On Mon, 2021-11-22 at 14:57 +0800, Andy Fan wrote:
> Should we guarantee the sequence's nextval should never be rolled back
> even in a crashed recovery case?
> I can produce the rollback in the following case:
>
> Session 1:
> CREATE SEQUENCE s;
> BEGIN;
> SELECT nextval('s'); \watch 0.01
>
> Session 2:
> kill -9 {sess1.pid}
>
> After the restart, the nextval('s') may be rolled back (less than the
> last value from session 1).
>
> The reason is because we never flush the xlog for the nextval_internal
> for the above case. So if
> the system crashes, there is nothing to redo from. It can be fixed
> with the following online change
> code.
>
> @@ -810,6 +810,8 @@ nextval_internal(Oid relid, bool check_permissions)

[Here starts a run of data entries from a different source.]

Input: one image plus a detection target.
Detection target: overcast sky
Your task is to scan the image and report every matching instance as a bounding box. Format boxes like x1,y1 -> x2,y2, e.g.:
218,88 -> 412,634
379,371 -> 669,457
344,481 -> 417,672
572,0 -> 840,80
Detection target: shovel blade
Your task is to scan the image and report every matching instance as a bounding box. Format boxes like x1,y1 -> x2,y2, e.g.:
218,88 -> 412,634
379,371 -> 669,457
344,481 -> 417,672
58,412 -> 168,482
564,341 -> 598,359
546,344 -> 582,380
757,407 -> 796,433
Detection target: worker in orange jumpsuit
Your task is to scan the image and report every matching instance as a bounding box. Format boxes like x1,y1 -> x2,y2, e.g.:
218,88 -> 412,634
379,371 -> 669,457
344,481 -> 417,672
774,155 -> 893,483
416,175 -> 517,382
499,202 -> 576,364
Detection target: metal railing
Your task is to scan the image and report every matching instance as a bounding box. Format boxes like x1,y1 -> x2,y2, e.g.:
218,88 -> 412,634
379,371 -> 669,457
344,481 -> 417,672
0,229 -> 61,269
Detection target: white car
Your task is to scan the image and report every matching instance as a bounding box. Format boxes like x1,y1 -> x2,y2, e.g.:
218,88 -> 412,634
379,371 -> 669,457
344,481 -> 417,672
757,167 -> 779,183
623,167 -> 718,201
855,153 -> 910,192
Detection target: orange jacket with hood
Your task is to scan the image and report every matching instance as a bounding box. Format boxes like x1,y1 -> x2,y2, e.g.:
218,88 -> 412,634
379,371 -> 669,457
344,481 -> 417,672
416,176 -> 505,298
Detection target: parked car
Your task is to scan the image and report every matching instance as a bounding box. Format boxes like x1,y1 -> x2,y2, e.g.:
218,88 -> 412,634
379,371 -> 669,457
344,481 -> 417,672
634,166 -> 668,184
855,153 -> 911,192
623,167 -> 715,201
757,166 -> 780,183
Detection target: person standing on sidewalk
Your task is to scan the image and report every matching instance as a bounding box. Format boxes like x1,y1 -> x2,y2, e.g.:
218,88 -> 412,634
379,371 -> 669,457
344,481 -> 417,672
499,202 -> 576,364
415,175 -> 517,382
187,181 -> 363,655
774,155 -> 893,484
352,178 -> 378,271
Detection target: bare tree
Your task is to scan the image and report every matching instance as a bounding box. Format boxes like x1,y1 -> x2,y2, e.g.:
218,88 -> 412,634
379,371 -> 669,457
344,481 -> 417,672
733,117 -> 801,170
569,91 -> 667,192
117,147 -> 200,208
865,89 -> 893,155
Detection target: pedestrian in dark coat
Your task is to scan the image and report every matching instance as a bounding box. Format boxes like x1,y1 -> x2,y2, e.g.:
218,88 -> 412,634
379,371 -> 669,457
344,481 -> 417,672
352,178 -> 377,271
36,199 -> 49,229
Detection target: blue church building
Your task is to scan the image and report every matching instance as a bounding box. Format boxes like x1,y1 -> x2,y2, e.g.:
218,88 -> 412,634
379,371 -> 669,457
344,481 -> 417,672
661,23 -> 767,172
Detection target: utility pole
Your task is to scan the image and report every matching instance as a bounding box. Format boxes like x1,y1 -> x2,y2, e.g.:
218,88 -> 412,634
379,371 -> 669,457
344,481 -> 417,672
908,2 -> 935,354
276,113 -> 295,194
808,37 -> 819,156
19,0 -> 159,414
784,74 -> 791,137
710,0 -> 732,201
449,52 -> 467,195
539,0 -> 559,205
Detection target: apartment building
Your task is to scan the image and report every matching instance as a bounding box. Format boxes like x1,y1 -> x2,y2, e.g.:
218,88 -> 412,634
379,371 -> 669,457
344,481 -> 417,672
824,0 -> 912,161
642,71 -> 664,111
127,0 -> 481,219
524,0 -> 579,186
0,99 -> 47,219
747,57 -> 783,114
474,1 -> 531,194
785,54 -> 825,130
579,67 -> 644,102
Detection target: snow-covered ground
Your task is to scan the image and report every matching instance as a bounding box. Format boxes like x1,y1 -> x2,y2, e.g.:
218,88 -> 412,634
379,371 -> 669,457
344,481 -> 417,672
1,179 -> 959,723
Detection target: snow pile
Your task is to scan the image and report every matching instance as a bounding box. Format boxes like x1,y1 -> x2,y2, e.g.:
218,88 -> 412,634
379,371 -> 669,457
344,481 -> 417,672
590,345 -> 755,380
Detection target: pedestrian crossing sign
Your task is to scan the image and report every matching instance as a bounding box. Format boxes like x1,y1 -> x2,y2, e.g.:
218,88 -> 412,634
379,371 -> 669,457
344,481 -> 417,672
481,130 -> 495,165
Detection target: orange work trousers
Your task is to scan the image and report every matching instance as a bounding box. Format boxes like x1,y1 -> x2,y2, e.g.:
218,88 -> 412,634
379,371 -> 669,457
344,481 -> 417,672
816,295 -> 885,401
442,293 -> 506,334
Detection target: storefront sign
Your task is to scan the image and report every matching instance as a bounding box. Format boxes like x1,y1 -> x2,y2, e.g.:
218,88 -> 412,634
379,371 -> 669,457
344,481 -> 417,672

> recptr = XLogInsert(RM_SEQ_ID, XLOG_SEQ_LOG);
>
> PageSetLSN(page, recptr);
> +
> + XLogFlush(recptr);
> }
>
>
> If a user uses sequence value for some external systems, the
> rollbacked value may surprise them.
> [I didn't run into this issue in any real case, I just studied xlog /
> sequence stuff today and found this case].
I think that is a bad idea.
It will have an intolerable performance impact on OLTP queries, doubling
the number of I/O requests for many cases.
Perhaps it would make sense to document that you should never rely on
sequence values from an uncommitted transaction.
Yours,
Laurenz Albe